Consumer goods firm Unilever has collaborated with start-up firm Ioniqa and polyethylene terephthalate (PET) resin producer Indorama Ventures to pioneer a new technology that can turn PET waste into virgin grade material for use in food packaging applications.
Ioniqa has developed an advanced technology, which can turn any PET waste, including colored packs, into transparent virgin grade material.
The technology, which has completed its pilot stage, will be tested at an industrial scale.
PET is largely used in producing plastic packaging, and only up to 20% of the total material is recycled and the remaining material is either incinerated, disposed of in landfills or leaked into the natural environment.
Unilever, via its R&D foods team, has collaborated with Indorama Ventures and Ioniqa, a spin-off from Netherlands-based Eindhoven University of Technology, to deal with the issue.
Ioniqa’s new technology adopts non-recycled PET waste such as colored bottles and breaks it down to base molecule level, helping to separate the color and other contaminants.
Later, the molecules will be converted back into PET, which is similar to virgin grade quality at Indorama’s facility.
If it is successfully tested at industrial scale, the PET material will be converted back into food-grade packaging in the future.
In 2017, Unilever decided that all of its plastic packaging being reusable, recyclable or compostable by 2025.

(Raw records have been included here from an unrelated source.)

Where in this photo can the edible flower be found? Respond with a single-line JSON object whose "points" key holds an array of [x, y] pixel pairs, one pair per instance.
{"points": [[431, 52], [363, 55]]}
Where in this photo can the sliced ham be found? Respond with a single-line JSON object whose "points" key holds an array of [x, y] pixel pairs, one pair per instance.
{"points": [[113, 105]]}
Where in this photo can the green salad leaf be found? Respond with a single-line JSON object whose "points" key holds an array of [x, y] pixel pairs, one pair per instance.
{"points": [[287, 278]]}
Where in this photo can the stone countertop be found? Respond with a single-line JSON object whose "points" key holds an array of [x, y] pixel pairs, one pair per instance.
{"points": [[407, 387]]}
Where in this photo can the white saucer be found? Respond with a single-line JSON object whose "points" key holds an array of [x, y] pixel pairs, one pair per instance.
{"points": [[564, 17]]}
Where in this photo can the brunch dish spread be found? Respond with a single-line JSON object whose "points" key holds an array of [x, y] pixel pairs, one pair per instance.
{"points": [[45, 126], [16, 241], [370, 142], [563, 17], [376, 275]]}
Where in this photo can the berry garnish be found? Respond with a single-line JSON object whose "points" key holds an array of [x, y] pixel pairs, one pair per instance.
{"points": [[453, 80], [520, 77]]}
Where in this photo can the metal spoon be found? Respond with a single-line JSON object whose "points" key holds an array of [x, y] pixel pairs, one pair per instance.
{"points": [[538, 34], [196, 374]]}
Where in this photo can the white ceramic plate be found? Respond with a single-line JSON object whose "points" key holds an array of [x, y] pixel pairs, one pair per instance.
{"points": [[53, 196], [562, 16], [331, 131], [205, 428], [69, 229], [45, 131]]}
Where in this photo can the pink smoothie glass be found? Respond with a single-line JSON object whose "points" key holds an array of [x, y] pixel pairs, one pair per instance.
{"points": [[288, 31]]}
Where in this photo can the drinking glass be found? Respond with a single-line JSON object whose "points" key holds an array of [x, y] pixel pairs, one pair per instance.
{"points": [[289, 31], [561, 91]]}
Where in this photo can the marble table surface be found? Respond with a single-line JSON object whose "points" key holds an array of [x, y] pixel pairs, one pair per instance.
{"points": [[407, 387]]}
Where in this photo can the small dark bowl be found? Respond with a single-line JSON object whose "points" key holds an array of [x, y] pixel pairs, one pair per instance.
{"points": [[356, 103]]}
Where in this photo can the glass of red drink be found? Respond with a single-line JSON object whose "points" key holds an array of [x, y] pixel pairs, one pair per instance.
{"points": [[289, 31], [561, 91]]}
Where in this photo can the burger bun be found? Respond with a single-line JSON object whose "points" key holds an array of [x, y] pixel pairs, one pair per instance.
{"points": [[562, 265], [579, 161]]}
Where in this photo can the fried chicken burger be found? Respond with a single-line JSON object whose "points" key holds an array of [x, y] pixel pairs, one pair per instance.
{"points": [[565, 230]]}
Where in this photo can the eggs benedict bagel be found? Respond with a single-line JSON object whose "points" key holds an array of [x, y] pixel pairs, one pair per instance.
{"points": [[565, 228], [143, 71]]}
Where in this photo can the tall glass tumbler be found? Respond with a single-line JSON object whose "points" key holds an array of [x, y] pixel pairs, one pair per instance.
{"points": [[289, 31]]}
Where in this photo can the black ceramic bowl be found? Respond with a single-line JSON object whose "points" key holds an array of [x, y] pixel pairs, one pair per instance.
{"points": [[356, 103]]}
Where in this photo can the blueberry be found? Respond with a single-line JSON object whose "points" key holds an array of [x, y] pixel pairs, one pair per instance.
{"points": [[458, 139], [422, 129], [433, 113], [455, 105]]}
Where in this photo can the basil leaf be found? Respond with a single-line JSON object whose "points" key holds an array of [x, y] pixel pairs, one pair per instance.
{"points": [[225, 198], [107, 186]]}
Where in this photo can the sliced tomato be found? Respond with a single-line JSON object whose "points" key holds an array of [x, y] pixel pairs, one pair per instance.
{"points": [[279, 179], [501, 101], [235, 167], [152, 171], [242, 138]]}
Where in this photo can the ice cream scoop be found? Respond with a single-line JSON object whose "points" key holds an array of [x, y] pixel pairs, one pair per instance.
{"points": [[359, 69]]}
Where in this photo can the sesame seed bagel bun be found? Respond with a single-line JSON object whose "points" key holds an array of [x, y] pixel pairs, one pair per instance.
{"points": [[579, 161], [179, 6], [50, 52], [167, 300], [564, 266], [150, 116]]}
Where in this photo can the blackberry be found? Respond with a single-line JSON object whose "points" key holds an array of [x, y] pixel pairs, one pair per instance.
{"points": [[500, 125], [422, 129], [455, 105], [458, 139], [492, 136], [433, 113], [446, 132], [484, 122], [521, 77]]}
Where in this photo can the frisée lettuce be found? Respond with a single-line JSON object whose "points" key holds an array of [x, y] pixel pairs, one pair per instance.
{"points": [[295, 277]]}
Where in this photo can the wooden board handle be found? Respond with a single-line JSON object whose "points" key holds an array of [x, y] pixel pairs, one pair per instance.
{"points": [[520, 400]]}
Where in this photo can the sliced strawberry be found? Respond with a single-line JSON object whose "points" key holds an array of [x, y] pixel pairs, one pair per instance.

Unilever chief R&D officer David Blanchard said: “We want all of our packaging to be fit for a world that is circular by design, stepping away from the take-make-dispose model that we currently live in.
“This innovation is particularly exciting because it could unlock one of the major barriers today – making all forms of recycled PET suitable for food packaging.”
Indorama Ventures Group CEO Aloke Lohia said: “We aspire to be a world-class chemical company making great products for society, and this partnership is fully aligned with our vision. Our approach is not limited to our own operations, but we take the entire supply chain into account, including what happens to our products after use.”